A hand team was not available at the community hospital. Patient was transferred to the Children’s Hospital where he was treated by the hand team.  He underwent I+D in the ER and reduction/repair. He has since had an uneventful follow-up appointment. 


1)    Nellans KW, Chung KC. Pediatric Hand Fractures. Hand Clin. 2013 Nov; 29(4): 569–578. doi:  10.1016/j.hcl.2013.08.009. 
2)    Watts E. Seymour Fracture. https://www.orthobullets.com/hand/6000/seymour-fracture# Accessed 11/27/2017.

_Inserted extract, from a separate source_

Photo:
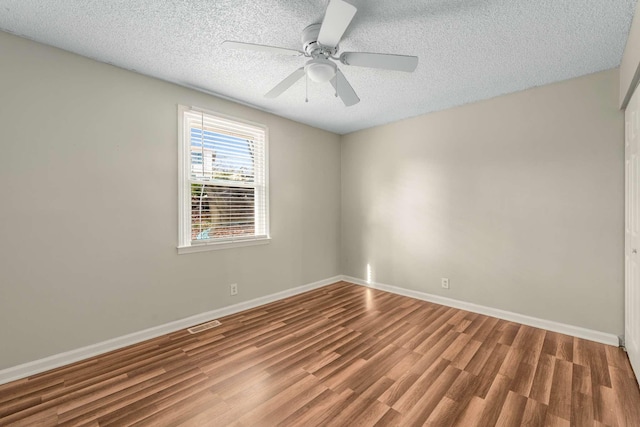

3)    Krusche-Mandl I, Kottstorfer J, Thalhammer G et. Al. Seymour fractures: retrospective analysis and therapeutic considerations. J Hand Surg Am. 2013 Feb;38(2):258-64. doi: 10.1016/j.jhsa.2012.11.015.
4)    Abzug JM, Kozin SH. Seymour fractures. J Hand Surg Am. 2013;38:2267–2270. 
5)    Reyes BA, Ho CA.  The High Risk of Infection With Delayed Treatment of Open Seymour Fractures: Salter-Harris I/II or Juxta-epiphyseal Fractures of the Distal Phalanx With Associated Nailbed Laceration. J Pediatr Orthop. 2017: 37: 247-253. 
6)    Kattan AE, AlShomer F, Alhujayri AK, Alfowzan M, Murrad KA, Alsajjan H. A case series of pediatric seymour fractures related to hoverboards: Increasing trend with changing lifestyle. International Journal of Surgery Case Reports. 2017: 38: 57-60.